Per molto tempo mi sono detto che sarei dovuto tornare a scrivere, ma fino ad oggi non ci sono riuscito. E’ vero, se si vuole si trova il modo per fare tutto. Io forse non l’ho voluto, oppure non ho semplicemente avuto tempo. Perciò lo faccio adesso, lo faccio qui.

Come se il mio profilo mi rappresentasse a pieno, come se qualche lettore distratto possa realmente apprezzare. Lo scrivo qui come chi si dichiara in pubblico, regalo parole vere e tengo per me lo sporco. Tutto il resto lo conservo per quando non sarà il momento giusto.

La mia onestà non è mai stata una questione tra il successo e fallimento. Sarebbe stato semplice. Uno sceglie per istinto di sopravvivenza, e non per ragione di etica. Segui la convenienza. Ma io no.

Per me è sempre stata una questione tra me e tutte le mie proiezioni. Tutte le altre possibilità. Tutte le altre vite.

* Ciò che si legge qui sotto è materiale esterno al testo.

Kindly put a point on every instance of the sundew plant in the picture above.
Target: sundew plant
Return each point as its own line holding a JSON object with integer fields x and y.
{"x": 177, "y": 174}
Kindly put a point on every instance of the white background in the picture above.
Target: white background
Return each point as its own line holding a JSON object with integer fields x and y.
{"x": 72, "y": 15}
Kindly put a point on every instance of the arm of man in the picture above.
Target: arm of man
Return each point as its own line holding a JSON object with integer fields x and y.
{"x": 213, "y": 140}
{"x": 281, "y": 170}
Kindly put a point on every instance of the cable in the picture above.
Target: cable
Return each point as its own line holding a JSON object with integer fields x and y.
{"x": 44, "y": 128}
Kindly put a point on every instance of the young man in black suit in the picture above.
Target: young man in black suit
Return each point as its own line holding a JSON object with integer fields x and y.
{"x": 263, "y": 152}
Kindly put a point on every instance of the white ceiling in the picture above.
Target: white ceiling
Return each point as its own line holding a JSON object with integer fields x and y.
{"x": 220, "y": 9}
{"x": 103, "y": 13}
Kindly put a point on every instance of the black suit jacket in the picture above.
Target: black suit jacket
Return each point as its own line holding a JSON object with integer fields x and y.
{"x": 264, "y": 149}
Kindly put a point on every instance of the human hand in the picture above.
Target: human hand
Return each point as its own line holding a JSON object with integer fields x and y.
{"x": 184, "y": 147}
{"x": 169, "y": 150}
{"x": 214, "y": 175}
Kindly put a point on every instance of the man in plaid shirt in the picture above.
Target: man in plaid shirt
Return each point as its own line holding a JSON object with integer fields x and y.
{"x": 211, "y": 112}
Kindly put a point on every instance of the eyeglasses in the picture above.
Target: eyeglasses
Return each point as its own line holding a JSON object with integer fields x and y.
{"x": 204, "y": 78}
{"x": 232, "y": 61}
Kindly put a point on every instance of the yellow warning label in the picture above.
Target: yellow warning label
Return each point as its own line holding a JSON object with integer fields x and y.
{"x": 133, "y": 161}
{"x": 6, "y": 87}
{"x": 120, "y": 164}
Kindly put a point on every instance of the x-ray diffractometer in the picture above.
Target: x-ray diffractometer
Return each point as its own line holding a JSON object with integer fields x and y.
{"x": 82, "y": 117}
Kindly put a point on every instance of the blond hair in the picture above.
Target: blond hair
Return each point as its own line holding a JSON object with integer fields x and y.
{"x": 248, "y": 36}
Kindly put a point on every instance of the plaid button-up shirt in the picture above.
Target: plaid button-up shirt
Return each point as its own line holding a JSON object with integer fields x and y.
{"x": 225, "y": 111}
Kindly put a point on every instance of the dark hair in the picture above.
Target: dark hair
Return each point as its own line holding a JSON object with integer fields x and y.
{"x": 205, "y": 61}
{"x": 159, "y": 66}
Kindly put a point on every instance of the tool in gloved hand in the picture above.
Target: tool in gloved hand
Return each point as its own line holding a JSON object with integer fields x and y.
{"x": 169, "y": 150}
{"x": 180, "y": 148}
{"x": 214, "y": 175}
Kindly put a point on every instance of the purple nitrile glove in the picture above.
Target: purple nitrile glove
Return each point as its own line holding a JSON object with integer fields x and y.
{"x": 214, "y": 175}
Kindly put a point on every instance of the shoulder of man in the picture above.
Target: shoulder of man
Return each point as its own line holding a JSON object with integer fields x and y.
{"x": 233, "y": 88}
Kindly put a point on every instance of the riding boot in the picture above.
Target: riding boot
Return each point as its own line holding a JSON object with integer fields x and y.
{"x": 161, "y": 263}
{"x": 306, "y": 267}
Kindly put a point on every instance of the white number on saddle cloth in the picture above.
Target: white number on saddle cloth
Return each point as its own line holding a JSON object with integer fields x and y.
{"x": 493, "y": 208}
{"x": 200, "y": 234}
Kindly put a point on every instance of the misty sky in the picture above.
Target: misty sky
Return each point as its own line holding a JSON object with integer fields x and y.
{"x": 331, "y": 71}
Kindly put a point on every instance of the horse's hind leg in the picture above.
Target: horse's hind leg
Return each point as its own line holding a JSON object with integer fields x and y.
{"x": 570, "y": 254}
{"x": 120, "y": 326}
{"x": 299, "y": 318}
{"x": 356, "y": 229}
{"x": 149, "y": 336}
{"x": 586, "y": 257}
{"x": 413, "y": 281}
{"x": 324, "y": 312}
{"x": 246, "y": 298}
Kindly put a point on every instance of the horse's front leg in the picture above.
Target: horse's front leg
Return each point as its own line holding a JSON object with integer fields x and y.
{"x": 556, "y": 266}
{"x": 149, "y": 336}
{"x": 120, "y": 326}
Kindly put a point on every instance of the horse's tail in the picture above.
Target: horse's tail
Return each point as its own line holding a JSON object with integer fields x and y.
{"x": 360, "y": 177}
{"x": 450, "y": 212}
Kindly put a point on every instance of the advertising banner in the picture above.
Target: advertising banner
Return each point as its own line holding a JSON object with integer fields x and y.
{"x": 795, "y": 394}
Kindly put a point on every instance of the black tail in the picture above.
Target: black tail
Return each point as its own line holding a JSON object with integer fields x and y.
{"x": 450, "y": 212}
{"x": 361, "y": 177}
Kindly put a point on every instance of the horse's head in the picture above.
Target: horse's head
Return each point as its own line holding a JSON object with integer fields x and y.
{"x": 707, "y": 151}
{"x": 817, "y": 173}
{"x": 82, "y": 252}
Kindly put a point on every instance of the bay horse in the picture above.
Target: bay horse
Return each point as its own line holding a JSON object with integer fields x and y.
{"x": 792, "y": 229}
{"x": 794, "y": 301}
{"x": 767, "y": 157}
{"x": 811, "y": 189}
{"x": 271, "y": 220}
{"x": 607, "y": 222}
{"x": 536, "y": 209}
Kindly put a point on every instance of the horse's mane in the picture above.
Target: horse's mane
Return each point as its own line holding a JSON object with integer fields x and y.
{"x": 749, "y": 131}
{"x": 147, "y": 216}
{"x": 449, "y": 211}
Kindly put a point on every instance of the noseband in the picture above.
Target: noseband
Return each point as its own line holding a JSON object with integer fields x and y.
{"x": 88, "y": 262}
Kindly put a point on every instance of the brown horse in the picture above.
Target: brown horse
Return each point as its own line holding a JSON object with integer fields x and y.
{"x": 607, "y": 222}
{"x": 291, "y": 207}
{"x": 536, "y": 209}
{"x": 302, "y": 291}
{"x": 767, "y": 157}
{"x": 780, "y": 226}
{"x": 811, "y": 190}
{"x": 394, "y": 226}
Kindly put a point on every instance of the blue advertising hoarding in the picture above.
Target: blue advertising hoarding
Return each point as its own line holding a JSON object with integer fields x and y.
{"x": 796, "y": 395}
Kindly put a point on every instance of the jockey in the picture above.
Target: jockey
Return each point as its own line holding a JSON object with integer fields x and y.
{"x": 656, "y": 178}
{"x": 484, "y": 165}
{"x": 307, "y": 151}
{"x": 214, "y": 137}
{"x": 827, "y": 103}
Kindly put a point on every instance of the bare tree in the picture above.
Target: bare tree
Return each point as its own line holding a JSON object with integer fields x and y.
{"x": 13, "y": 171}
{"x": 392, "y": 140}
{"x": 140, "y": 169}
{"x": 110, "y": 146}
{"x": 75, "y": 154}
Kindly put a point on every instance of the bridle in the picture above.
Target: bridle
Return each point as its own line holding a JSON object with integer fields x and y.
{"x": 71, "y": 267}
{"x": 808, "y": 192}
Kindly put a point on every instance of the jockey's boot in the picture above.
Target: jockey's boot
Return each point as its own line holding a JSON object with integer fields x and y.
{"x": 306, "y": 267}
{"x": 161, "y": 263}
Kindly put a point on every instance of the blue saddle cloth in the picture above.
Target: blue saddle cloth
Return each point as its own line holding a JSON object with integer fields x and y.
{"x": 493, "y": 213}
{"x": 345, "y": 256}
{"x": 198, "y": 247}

Però una vita è soltanto una vita, non un’altra. Per quanto si possa soffrire dobbiamo farcene una ragione. Quindi credo che alla fine conviene fare ciò che ti piace fare e vivere al massimo la vita che hai. Inutile mettere da parte la vita aggiungendo altre vite. Non sono le tue, non ci puoi fare niente. Lascia stare la storia dei destini. Ci sono cose che non si possono smettere, essere se stessi è una di queste.

Quindi torno alla realtà e prendo il mio smartphone in mano. Guardo la galleria di immagini e trovo un mio scatto casuale alla stazione. Vedo la striscia gialla e penso alla voce meccanica dell’altoparlante “non superare la linea gialla!”. Penso. L’ho superata mille volte la linea gialla, ma anche quando ho rischiato di cadere mi sono sempre spinto verso il lato sicuro del binario, tutte le sante volte.

Sono sul mio ennesimo treno.

Sono onesto, mi dispiace… ma se non lo fossimo sapete che noia?